Aşağıda aynı fabrikada çalışan bir anne-kız İMD’linin
yazdıklarını yayınlıyoruz:
Ben
fabrika işinde çalışan bir kadın işçiyim. Bu işyerinde çalışmaya başlayalı
tamı tamına 2 yıl 2 ay 15 gün oldu. Bu fabrika bana çok şey gösterdi. Ne olursa
olsun kopmadığın arkadaşlarının olduğunu, işçi-patron farkını gösterdi.
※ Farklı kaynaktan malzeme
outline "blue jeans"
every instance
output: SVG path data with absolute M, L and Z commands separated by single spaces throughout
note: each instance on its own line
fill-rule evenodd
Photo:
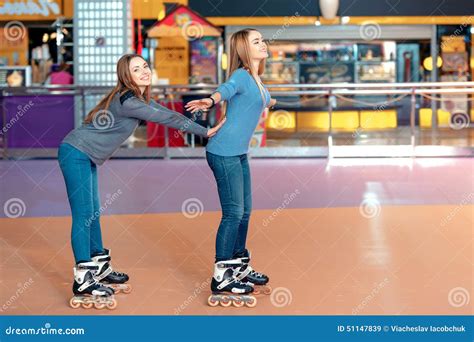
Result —
M 225 157 L 206 153 L 214 173 L 222 208 L 217 230 L 216 262 L 233 259 L 246 252 L 245 243 L 252 211 L 252 186 L 246 154 Z
M 58 161 L 72 213 L 71 244 L 76 263 L 102 253 L 97 166 L 69 144 L 59 146 Z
Patronların hep yüksekte durmak istediğini, bizi hep küçük gördüklerini
gösterdi. En önemlisi biz olmadan hiçbir şey yapamadıklarını, ama yapıyormuş
gibi davrandıklarını gösterdi.
Bazen
öyle bir konuşuyorlar ki, sanki bizden birisi gibi. Bazen de diğer yüzlerini
gösterip, bizim gibi sokakta çok işçi olduğunu hatırlatıp “Çalışırsanız
çalışırsınız! Mesaiye gelmezseniz bir daha hiç gelmeyin!” diyorlar. Bu beni
üzüyor, fakat yıldırmıyor.
Kendim ve
işçi arkadaşlarım adına istiyorum ki, patronlar dünyanın en değerli
insanlarının işçiler olduğunu anlasınlar. Ve biz olmadan kendilerinin bir hiç
olduğunu görsünler.
* * *
Ben yedi
yıldır fabrikada çalışan bir kadın işçiyim. Buraya ilk girdiğimde en güzel
işyeri burası sanırdım, çünkü ilk işimdi. Hâlâ daha aynı yerde çalışıyorum.
İlk 5 yıl
havalandırma yoktu. Son iki yılda yapıldı havalandırma. İşçi sayısı hiç 180’in
altına inmedi. Sabah akşam çay paydosumuz yok. Öğle arası sadece bir yarım
saatte yemek ihtiyacımızı giderebiliyoruz. Ve on iki buçuk saat çalışmaktayız.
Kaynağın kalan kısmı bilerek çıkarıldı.